We planned to show non-inferiority in myoglobin clearance as the primary end-point in the intervention arm compared to the control arm. Based on previous trials, a difference in myoglobin clearance of not more than 1.85 ml/min between the two treatment arms was considered to show non-inferiority of the intervention arm [17, 21]. Based on that, the inclusion of 66 patients was calculated to be required with a two-tailed power of 90% and p of < 0.05. Our study protocol allowed testing for superiority after demonstration of non-inferiority of the intervention arm [22].
A total of 70 patients underwent randomization 1:1 into the intervention and control arms.
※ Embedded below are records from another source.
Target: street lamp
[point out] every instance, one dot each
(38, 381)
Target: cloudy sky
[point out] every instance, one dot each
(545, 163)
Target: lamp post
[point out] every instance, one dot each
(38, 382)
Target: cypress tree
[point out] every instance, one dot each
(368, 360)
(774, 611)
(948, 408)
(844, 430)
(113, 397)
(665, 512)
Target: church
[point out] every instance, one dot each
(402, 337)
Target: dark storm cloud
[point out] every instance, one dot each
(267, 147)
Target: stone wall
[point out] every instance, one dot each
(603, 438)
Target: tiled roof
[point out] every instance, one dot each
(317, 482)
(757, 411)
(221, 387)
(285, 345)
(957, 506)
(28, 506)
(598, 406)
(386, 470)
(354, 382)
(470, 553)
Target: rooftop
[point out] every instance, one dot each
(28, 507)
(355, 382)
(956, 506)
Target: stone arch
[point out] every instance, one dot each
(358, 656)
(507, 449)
We later excluded two patients, one due to withdrawal of informed consent and another patient because of technical malfunction of the dialysis machine. Three pairs of values were excluded from statistical analysis because of implausible data, presumably related to preanalytical errors. Recruitment flowchart is displayed in Fig. 1.
Data collection
Demographic and clinical data were collected in all patients. Baseline criteria were recorded at time of initiating RRT (renal function, admission diagnosis, indication for renal replacement therapy, acute physiology and chronic health evaluation II (APACHE II), sequential organ failure assessment (SOFA), simplified acute physiology score II (SAPS II), mean arterial blood pressure, need for mechanical ventilation, need for vasopressor, sepsis, concomitant medication and pre-existing diseases). Laboratory and clinical data during the intervention were daily collected (urea, creatinine, sodium, potassium, chloride, phosphate, calcium, magnesium, hemoglobin, hematocrit, platelet count, white blood cell count, albumin, pH, bicarbonate, base excess, lactate, mean arterial pressure, heart rate and oxygen saturation).
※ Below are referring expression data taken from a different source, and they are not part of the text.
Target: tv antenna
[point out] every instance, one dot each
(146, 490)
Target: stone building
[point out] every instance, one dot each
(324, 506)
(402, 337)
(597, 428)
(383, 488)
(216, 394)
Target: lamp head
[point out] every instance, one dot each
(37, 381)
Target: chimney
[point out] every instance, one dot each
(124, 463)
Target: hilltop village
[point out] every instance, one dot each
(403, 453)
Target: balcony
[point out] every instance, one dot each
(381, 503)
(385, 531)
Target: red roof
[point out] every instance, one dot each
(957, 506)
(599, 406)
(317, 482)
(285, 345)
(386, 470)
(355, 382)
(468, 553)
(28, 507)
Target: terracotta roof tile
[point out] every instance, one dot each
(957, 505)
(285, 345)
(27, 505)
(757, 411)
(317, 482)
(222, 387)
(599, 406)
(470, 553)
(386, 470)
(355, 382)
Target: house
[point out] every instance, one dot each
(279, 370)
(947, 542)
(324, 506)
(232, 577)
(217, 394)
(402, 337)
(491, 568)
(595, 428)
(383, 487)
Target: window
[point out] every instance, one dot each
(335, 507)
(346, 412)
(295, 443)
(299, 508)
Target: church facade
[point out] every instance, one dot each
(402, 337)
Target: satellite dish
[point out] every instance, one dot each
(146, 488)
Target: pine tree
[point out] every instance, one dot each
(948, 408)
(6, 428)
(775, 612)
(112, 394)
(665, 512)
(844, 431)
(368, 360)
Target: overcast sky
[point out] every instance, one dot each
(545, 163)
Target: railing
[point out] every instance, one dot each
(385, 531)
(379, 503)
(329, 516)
Clinical follow-up data (ICU mortality, length of ICU stay, 28-day mortality and 90-day mortality) were extracted from patient records.
Treatment-related adverse events (AE) (hypocalcemia, alkalosis, citrate accumulation, catheter malfunction) and severe adverse events (SAE) (treatment associated life-threatening complication and death from any cause during intervention period) were monitored.
Procedure
A central venous access using a 13 French double-lumen high-flow catheter (Achim Schulz-Lauterbach VMP, Iserlohn, Germany) was placed. The control arm was managed with CVVHDF postdilution using the high-flux dialyzer Ultraflux AV1000S (Fresenius Medical Care, Bad Homburg, Germany), while the intervention arm was managed with CVVHD using the high cutoff dialyzer Ultraflux EMiC2 (Fresenius Medical Care, Bad Homburg, Germany). Both dialyzers have the same effective surface area (1.8 m2), consist of identical material (polysulfone) and exhibit a similar wall thickness (35 µm). The only difference between the applicated dialyzers is the pore size, which is 30 kilodaltons (kDa) for the high-flux and 45 kDa for the high cutoff dialyzer.
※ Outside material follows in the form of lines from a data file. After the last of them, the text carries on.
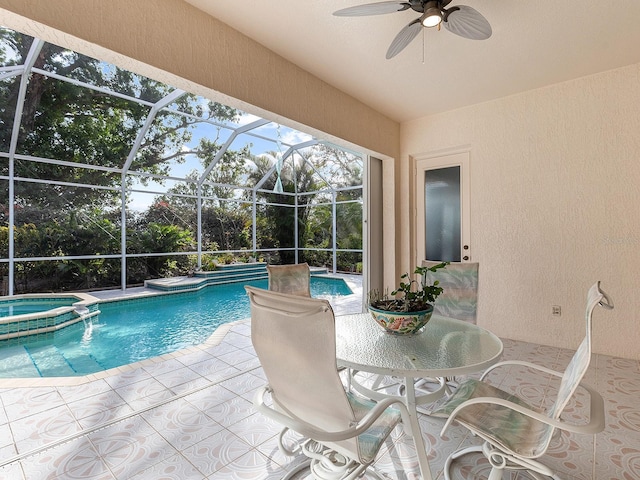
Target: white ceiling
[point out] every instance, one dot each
(534, 43)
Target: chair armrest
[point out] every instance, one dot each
(306, 429)
(596, 413)
(530, 365)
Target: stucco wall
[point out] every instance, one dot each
(172, 41)
(555, 190)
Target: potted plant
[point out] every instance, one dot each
(409, 307)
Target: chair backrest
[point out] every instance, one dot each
(459, 298)
(294, 279)
(579, 363)
(295, 340)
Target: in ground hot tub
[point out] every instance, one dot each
(31, 314)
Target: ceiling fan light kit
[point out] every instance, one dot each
(432, 15)
(461, 20)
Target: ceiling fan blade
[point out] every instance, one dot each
(468, 23)
(379, 8)
(404, 38)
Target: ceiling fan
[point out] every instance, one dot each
(461, 20)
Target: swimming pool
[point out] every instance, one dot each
(128, 331)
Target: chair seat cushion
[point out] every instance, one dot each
(370, 441)
(513, 431)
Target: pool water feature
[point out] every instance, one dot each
(128, 331)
The dialysis machine used in both arms was multiFiltrate® (Fresenius Medical Care, Bad Homburg, Germany). A bicarbonate-buffered dialysate (CiCa® dialysate K4 or K2, Fresenius medical care, Bad Homburg, Germany) and replacement fluid (multiBic® K4 or K2, Fresenius medical care, Bad Homburg, Germany) were used. Anticoagulation of the extracorporeal circuit was maintained with regional citrate anticoagulation in both arms. Regional anticoagulation of the extracorporeal circuit was monitored by measuring ionized postfilter calcium and guided by citrate supply (citrate: 136 mmol/l). An ionized postfilter calcium of 0.20–0.29 mmol/l for CVVHDF and 0.25–0.34 mmol/l for CVVHD was targeted. At the start of treatment, citrate flow was set at 5.0 mmol citrate/l blood for CVVHDF and 4.0 mmol citrate/l blood for CVVHD. To keep systemic ionized calcium stable between 1.12 and 1.20 mmol/l, a calcium chloride solution (calcium: 83 mmol/l) was added to the extracorporeal circuit near the backflow to the patient. Both groups started with a flow of 1.7 mmol Ca2+/l dialysate.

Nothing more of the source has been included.